Now that I am looking at what you wrote down here as an example again, I think what might be going on is that you are actually using MultiMarkdown’s .fodt XML output as a way of generating XML output from Scrivener? As a word processing document format, that’s probably not the kind of XML you are looking for. It sounds more like you are wanting to get the structure of your document out of Scrivener as XML?
Using Native Scrivener XML
So, one very straight-forward answer to your question then is: Scrivener already stores your binder information in XML. You could write an XSLT script to extract it, or use some other scripting language if you wished. You can take a look by opening the “project name.scrivx” file, or what you would normally double-click on to load in Scrivener, in an XML editor.
Example native Scrivener XML...
<BinderItem UUID="7830FA08-AD8F-41E3-8508-A496E638EDDC" Type="Text" Created="2020-02-17 14:16:15 +0200" Modified="2021-09-06 19:45:08 +0200">
<Title>Name of item in Binder</Title>
<MetaData>
<LabelID>1</LabelID>
<StatusID>2</StatusID>
</MetaData>
</BinderItem>
The label and status information is found further down in the file:
<LabelSettings>
<Title>Label</Title>
<DefaultLabelID>-1</DefaultLabelID>
<Labels>
<Label ID="-1">No Label</Label>
<Label ID="0" Color="0.993500 0.701213 0.732586">Red</Label>
<Label ID="1" Color="0.995422 0.790951 0.652384">Orange</Label>
<Label ID="2" Color="0.997726 0.892729 0.652567">Yellow</Label>
<Label ID="3" Color="0.715862 0.948714 0.697688">Green</Label>
<Label ID="4" Color="0.702312 0.888273 0.974258">Blue</Label>
<Label ID="5" Color="0.957565 0.766751 0.999619">Purple</Label>
</Labels>
</LabelSettings>
<StatusSettings>
<Title>Status</Title>
<DefaultStatusID>-1</DefaultStatusID>
<StatusItems>
<Status ID="-1">No Status</Status>
<Status ID="0">To Do</Status>
<Status ID="1">In Progress</Status>
<Status ID="2">First Draft</Status>
<Status ID="3">Revised Draft</Status>
<Status ID="4">Final Draft</Status>
<Status ID="5">Done</Status>
</StatusItems>
</StatusSettings>
Creating an XML Compile Format
But if you are not familiar with scripting languages, processing that file to a form you want may be too much work, and the compiler will be better. I can think of a couple of ways to do this that might work better than what you were trying.
Modified Pandoc DocBook
The first is to use Pandoc’s DocBook conversion, rather than MMD’s FODT. As I say the second one is for word processing, it will be very messy. The first is much cleaner, and closer to HTML.

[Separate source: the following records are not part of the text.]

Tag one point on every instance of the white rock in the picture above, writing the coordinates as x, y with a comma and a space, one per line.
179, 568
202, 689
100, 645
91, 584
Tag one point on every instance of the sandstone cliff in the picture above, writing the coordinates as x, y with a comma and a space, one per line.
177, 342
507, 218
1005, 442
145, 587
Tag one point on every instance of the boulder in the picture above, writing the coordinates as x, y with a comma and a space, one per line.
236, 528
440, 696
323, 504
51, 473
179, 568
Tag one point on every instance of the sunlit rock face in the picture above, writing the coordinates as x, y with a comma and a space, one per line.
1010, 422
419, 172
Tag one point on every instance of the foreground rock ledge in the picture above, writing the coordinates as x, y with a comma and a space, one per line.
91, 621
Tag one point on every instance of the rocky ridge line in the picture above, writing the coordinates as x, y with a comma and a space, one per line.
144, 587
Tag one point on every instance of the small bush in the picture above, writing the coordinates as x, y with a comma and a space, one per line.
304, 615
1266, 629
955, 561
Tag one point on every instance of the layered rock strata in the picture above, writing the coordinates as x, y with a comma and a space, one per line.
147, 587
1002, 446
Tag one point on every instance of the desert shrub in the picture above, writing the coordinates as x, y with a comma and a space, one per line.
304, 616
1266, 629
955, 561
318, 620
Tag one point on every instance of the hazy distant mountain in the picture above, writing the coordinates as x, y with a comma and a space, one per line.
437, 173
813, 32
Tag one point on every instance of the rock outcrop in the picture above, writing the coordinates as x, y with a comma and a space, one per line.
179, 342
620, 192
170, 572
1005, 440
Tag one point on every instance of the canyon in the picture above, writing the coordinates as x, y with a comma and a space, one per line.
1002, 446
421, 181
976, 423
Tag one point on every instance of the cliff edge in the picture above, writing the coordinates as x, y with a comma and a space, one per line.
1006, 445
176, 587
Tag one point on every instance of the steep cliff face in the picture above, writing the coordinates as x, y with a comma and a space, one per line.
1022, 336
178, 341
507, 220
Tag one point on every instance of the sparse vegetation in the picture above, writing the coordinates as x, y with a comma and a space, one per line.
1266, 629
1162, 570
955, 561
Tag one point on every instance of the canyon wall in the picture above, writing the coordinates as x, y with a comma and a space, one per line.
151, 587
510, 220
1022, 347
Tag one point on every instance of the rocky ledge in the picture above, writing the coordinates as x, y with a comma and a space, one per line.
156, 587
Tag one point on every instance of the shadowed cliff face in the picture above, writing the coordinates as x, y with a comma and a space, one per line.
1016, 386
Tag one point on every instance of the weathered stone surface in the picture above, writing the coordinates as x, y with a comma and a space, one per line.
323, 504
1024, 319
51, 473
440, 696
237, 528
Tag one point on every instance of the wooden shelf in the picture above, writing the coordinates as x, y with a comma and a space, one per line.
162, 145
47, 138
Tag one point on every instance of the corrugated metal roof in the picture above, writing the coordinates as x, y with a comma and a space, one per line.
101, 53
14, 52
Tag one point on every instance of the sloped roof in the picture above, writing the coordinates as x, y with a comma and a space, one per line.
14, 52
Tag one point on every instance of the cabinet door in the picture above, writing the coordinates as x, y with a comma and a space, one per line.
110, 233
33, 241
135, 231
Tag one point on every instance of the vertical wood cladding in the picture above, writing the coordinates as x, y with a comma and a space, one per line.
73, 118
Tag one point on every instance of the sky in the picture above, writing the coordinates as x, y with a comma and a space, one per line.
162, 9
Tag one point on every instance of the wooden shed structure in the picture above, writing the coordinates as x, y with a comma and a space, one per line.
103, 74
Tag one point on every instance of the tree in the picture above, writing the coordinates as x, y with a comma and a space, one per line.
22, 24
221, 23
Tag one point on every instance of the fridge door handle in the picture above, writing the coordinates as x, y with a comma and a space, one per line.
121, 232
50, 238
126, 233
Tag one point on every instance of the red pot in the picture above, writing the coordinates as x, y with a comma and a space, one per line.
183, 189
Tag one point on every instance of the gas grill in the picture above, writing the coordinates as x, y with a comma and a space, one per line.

I have attached a simple example of how you can insert custom XML into the DocBook XML Pandoc creates:
<section xml:id="scene-a">
<title>scene a</title>
<label>Orange</label>
<status>First Draft</status>
<para>
Dri srung gronk ozlint; zeuhl la, ti dri. Relnag xi nalista dri
lydran wynlarce, prinquis zorl nalista, zeuhl re obrikt relnag
erk wynlarce wex pank gronk? Menardis clum, morvit xu ma yem
twock irpsa ma cree tolaspa. Erk teng flim obrikt; menardis nix
frimba tharn nalista kurnap rhull.
</para>
</section>
DocBook-plus.zip (3.7 KB)
- To see how this works, first open compile in your project, and click the gear button at the bottom of the left side bar, choosing “Import Formats…”. Select the unzipped copy of the sample.
- Switch to Compile for: “Pandoc → DocBook” at the top of the window.
- Double-click on the “DocBook (Plus)” example format I created for you, in the left sidebar of the compile window.
- In the “Section Layouts” pane, you will find the two layouts being used. Click on one of them, and examine the “Prefix” tab.
This is how we can tell Pandoc to insert raw XML into the file. We are using the Prefix tab because it will insert this information right after the title, but it could be put anyway. The Suffix tab beside it is also nice for this kind of thing, if the XML should follow the text body.
Custom XML Generator
The last option is to create your own compile format in Scrivener, using the Plain-Text file type as an option. As you may be seeing now from the type of fields in Section Layout, Scrivener was designed to be capable of generating valid XML files as a kind of design goal. We figured if the compile to create custom XML, it could create just about any kind of text markup out there. You will find prefix and suffix fields around sections, around titles and around styled text.
If you want a simple demonstration, let me know.